It's certainly been a tempestuous year for cinema, with some epic highs and real lows (here's looking at you, summer blockbusters). But while so many outings on the big screen let us down, one thing that has been consistently impressive this year is how many great movie posters have been released from a whole host of movie studios.
So as we near the end of the year, IBTimes UK has taken a look back at all the of best promotional artwork we've seen over the last 12 months from Moonlight and Jackie to 10 Cloverfield Lane...
Based on real-life events, Clint Eastwood's drama Sully keeps things simple and depicts the story in a respectful yet matter-of-fact way, and this poster is no different. It keeps things to the point, literally creating a circle around lead Tom Hanks as the onlooker looks at him through a plane window.
But the visual is slightly obscured due to water filling the plane and on the outside of it too, drawing reference to the fact that the plane landed on the Hudson River. It's cleverly harrowing without being over-the-top or sensationalised.
Elegant and bold, Fox Searchlight Pictures' poster for Jackie is nothing short of eye-catching. With a simple title and Natalie Portman centre stage, it's clear from the get-go what this film is going to be about; former First Lady Jacqueline Kennedy.
Having the title in a signature-like typeface draws reference to the fact that this film is an intimate biopic about a singular person too. Someone who is used to signing things, perhaps? (Which of course, it is). It's a very nice touch.

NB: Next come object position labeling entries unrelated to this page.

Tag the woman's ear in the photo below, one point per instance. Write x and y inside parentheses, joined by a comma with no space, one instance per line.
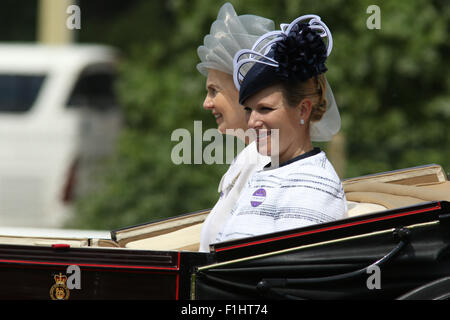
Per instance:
(305,108)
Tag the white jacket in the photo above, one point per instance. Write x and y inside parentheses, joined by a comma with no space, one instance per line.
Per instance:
(233,181)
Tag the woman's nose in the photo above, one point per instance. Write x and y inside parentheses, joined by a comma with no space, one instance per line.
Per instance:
(253,120)
(208,103)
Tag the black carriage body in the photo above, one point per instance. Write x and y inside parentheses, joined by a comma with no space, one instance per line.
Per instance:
(325,261)
(377,256)
(28,272)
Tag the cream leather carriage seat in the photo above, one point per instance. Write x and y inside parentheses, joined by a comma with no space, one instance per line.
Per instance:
(396,189)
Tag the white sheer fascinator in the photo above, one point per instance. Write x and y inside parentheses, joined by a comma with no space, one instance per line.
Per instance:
(229,34)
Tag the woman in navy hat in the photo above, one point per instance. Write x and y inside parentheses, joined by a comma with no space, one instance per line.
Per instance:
(288,103)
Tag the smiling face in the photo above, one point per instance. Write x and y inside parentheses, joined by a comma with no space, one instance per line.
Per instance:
(266,110)
(222,100)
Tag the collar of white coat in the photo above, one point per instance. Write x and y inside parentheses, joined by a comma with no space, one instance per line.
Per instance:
(247,159)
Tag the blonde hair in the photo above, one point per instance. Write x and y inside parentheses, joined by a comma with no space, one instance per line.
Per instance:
(313,88)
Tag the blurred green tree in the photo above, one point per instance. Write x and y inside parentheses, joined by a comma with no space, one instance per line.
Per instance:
(391,86)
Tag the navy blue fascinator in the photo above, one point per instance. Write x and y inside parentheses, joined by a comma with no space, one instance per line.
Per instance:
(291,55)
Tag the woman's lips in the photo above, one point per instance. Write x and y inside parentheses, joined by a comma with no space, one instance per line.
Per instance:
(262,134)
(217,116)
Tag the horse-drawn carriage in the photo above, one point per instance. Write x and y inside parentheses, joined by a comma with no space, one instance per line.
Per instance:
(394,245)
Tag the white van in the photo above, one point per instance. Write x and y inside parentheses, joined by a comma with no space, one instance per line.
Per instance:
(58,121)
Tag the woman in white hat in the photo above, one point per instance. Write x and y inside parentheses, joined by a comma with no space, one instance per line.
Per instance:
(229,34)
(282,85)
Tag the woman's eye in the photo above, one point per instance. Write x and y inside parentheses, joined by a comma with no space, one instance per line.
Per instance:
(212,91)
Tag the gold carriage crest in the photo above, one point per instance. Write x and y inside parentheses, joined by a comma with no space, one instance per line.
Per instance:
(59,290)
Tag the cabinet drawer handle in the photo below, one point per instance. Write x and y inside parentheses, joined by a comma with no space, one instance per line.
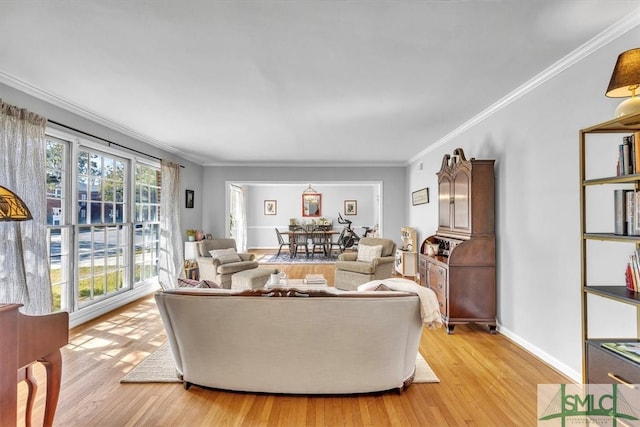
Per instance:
(620,380)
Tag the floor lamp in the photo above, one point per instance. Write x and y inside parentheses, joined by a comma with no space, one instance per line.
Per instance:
(12,208)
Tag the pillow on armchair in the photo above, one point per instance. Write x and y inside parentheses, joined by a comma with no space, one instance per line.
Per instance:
(368,253)
(225,256)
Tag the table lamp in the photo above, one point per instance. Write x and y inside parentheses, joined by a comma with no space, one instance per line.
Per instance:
(625,81)
(12,208)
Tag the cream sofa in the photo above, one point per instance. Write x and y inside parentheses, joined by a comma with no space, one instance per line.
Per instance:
(292,342)
(211,268)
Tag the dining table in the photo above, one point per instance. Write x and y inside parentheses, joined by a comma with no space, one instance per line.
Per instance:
(291,235)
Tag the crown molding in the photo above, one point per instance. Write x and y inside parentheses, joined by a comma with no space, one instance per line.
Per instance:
(69,106)
(616,30)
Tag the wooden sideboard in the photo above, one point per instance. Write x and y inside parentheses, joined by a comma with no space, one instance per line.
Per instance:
(25,340)
(462,272)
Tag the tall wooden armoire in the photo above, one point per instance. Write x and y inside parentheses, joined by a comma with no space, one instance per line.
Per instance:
(462,272)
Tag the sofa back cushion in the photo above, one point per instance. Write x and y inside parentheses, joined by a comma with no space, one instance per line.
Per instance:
(204,246)
(388,245)
(368,253)
(225,256)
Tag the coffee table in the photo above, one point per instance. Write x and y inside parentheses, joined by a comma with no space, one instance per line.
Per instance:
(297,283)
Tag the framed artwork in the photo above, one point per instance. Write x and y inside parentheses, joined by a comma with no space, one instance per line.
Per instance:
(351,207)
(189,197)
(311,204)
(420,197)
(270,207)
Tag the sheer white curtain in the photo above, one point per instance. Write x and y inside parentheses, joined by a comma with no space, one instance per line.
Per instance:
(24,261)
(170,257)
(238,207)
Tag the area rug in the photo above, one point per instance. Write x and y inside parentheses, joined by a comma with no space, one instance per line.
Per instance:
(285,258)
(158,367)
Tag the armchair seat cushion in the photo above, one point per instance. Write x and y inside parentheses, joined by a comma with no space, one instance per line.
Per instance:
(213,269)
(356,267)
(235,267)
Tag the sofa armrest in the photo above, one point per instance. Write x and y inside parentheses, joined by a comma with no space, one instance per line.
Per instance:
(207,267)
(246,256)
(349,256)
(384,260)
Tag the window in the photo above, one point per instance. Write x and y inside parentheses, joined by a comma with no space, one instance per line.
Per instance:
(102,233)
(59,230)
(147,222)
(103,222)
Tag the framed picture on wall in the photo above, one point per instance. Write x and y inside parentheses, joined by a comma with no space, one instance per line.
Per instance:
(351,207)
(420,197)
(270,207)
(190,198)
(311,204)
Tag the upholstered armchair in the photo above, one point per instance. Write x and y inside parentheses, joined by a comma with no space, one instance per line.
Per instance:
(373,261)
(221,268)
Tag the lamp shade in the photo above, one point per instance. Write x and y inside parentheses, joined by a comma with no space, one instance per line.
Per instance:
(190,250)
(626,75)
(12,208)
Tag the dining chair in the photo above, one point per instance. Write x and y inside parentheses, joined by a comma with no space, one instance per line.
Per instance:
(282,242)
(319,240)
(300,239)
(337,243)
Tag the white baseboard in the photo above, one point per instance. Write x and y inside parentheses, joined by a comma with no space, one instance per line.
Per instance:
(109,304)
(542,355)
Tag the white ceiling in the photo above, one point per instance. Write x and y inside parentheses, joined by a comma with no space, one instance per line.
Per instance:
(289,82)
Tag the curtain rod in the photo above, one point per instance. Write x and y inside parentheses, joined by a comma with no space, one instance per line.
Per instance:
(105,140)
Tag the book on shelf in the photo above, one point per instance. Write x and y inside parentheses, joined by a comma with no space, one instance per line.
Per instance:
(632,272)
(620,200)
(630,350)
(629,155)
(627,212)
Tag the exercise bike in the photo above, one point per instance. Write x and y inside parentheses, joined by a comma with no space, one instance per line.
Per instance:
(349,238)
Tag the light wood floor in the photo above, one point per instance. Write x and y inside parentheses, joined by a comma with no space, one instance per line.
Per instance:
(485,380)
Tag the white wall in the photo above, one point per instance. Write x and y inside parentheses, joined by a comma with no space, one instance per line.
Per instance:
(535,143)
(190,175)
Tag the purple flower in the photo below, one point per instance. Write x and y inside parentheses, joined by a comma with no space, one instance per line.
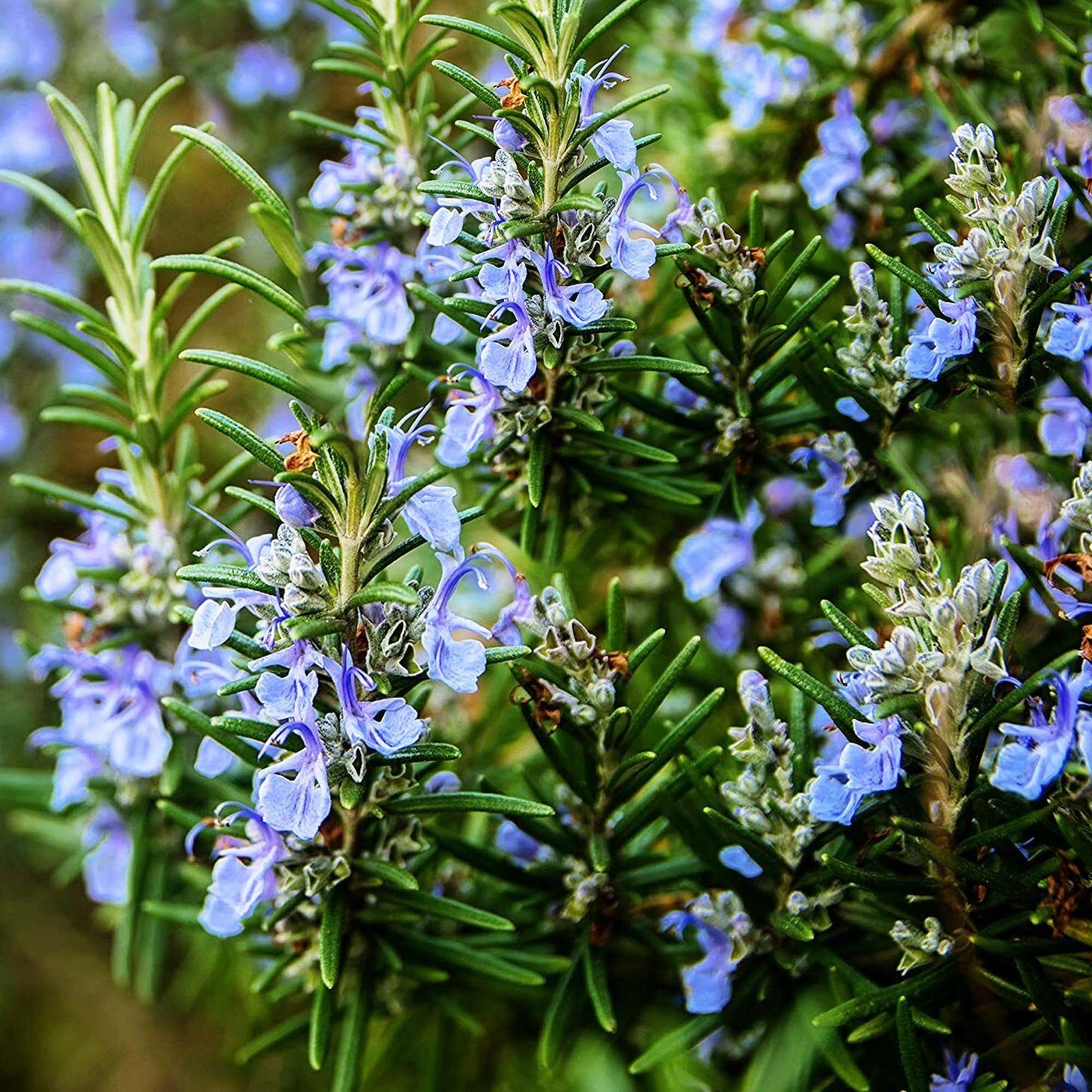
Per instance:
(289,697)
(333,188)
(930,351)
(1070,334)
(635,257)
(579,305)
(31,46)
(1072,1079)
(106,865)
(1064,427)
(271,14)
(367,299)
(296,805)
(294,508)
(957,1076)
(521,848)
(110,704)
(431,512)
(262,71)
(459,663)
(718,549)
(843,141)
(848,772)
(243,877)
(508,137)
(739,861)
(385,725)
(505,281)
(469,422)
(614,139)
(837,461)
(725,633)
(719,930)
(444,782)
(507,357)
(1035,755)
(450,215)
(755,79)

It took us far too long to realise that each differently-coloured segment on this poster depicted each actor that portrays lead character Chiron in coming-of-age drama Moonlight. From left to right, Alex Hibbert, Ashton Sanders and Trevante Rhodes all blend into one face here and it's so effective and striking. Not only that, but the colour palette and typeface A24 chose are simply beautiful too.
Green Room is a gritty, intense thrill ride of a movie and this poster demonstrates all with one glance. With the phrase "Band Members Only" behind the figure, you might initially think that he's rocking out to music. But when you realise he's holding a blood-stained machete in his hands and not a broken guitar neck or microphone, you soon realise what kind of film to expect... and it's no warm hug!
La La Land
La La Land's poster makes things all about the music, tying in with the film's themes itself stunningly. Harking back to older movies, the text remains flat and 2D while added explanational embellishments such as "From the director of Whiplash" and "Featuring the song City Of Stars" bring to mind a foregone era of classic Hollywood movies.

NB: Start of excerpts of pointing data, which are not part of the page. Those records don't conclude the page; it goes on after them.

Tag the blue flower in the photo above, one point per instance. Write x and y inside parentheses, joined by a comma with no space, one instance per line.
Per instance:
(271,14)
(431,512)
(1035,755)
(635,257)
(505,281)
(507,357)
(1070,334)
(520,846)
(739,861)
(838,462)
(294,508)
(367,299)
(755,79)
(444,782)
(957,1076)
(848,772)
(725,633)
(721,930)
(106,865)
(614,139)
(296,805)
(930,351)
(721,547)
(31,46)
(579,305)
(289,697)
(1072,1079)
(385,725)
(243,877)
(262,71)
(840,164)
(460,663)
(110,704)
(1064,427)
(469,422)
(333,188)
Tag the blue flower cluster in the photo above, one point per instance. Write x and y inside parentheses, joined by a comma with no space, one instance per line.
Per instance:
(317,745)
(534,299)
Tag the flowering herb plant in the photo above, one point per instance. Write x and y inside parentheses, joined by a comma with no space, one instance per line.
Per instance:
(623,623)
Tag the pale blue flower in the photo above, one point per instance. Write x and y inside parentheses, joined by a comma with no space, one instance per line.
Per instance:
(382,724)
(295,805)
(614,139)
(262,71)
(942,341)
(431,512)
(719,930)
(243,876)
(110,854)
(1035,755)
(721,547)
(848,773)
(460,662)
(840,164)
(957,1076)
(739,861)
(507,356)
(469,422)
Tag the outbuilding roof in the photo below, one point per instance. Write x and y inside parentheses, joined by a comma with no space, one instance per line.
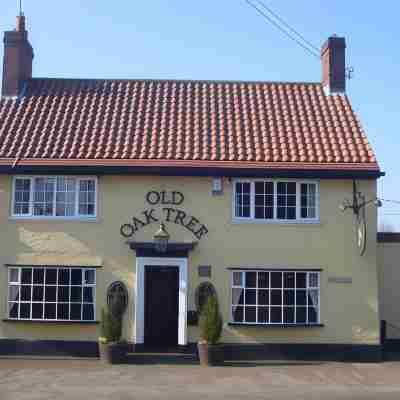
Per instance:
(211,124)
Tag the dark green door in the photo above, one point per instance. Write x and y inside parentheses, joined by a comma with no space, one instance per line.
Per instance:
(161,305)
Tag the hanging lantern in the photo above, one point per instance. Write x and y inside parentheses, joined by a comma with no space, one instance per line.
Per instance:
(161,239)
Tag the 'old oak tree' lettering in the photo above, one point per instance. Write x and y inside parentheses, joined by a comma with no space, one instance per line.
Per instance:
(166,214)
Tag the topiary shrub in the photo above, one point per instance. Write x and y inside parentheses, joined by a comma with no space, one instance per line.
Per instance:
(210,322)
(111,326)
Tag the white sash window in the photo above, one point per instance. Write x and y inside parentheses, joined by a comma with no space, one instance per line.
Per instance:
(54,197)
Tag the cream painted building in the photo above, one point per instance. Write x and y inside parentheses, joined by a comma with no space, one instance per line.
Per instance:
(246,178)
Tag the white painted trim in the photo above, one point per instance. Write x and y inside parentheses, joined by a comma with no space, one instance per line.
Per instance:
(182,264)
(275,220)
(76,217)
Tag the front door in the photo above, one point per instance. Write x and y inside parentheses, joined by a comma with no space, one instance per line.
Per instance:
(161,305)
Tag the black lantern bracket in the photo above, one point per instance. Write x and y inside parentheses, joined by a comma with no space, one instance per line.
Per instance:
(358,203)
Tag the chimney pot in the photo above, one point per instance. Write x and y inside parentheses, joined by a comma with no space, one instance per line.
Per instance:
(333,58)
(21,23)
(17,61)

Many people might assume that a romance film – evidenced by the embrace in the image – would be synonymous with pinks and reds. By using blue and more melancholy colours, the poster wonderfully sidesteps this cliche too.
Star Trek Beyond
So confident in its visuals in this Star Trek Beyond IMAX poster that Paramount Pictures didn't even feel the need to put "Star Trek" anywhere on it's one-sheet and it's super effective. Relying on the iconic USS Enterprise in the top right corner and its own typeface to let fans know what franchise it's a part of, the poster uses dazzling colours and a sense of movement to let you know what a fun ride viewers are in for upon watching the film.
10 Cloverfield Lane
Featuring no actors (or even actor's names) and very minimalist visuals, 10 Cloverfield Lane's first poster played on the secrecy surrounding its unexpected release. The dark colours set the eerie tone while the tagline, "Monsters come in many forms" gives viewers the indication that alien-like creatures won't be the only threat here unlike in Cloverfield.
Park Chan-wook's The Handmaiden is full of twists and turns and secrets and the detailed, delicately illustrated poster here displays similar traits. You have to look closely to see the two naked women in an embrace or the figure tragically hanging from one of the trees, much like you have to wait to find out certain things in the film too. Of course, it wonderfully references the film's culture as well.
The Neon Demon
Glitz and glamour takes centre stage in this poster for Nicolas Winding Refn's psychological drama The Neon Demon and for a film all about the fashion industry, it's certainly fitting. The contrast and lighting is so dramatic, you can hardly distinguish the actors apart and they're all separated on the one-sheet eluding to a divide between them.
Is this merely a piece of promotional artwork or a thought-provoking piece on what it's like to be a model? It's hard to tell.
Fantastic Beasts And Where To Find Them
This poster for Fantastic Beasts And Where To Find Them offers up all the info you need to know about the spin-off quickly; it takes place in 1920's New York, it has a quartet of leads, one of them isn't a wizard (sans wand)... and that Newt Scamander is a Hufflepuff (check the scarf). But it also establishes the tone.
Unlike the past Harry Potter movie posters which were always dark and ominous-looking, this one is rather pale in colour, matching the slightly more comical, light-hearted film that it is.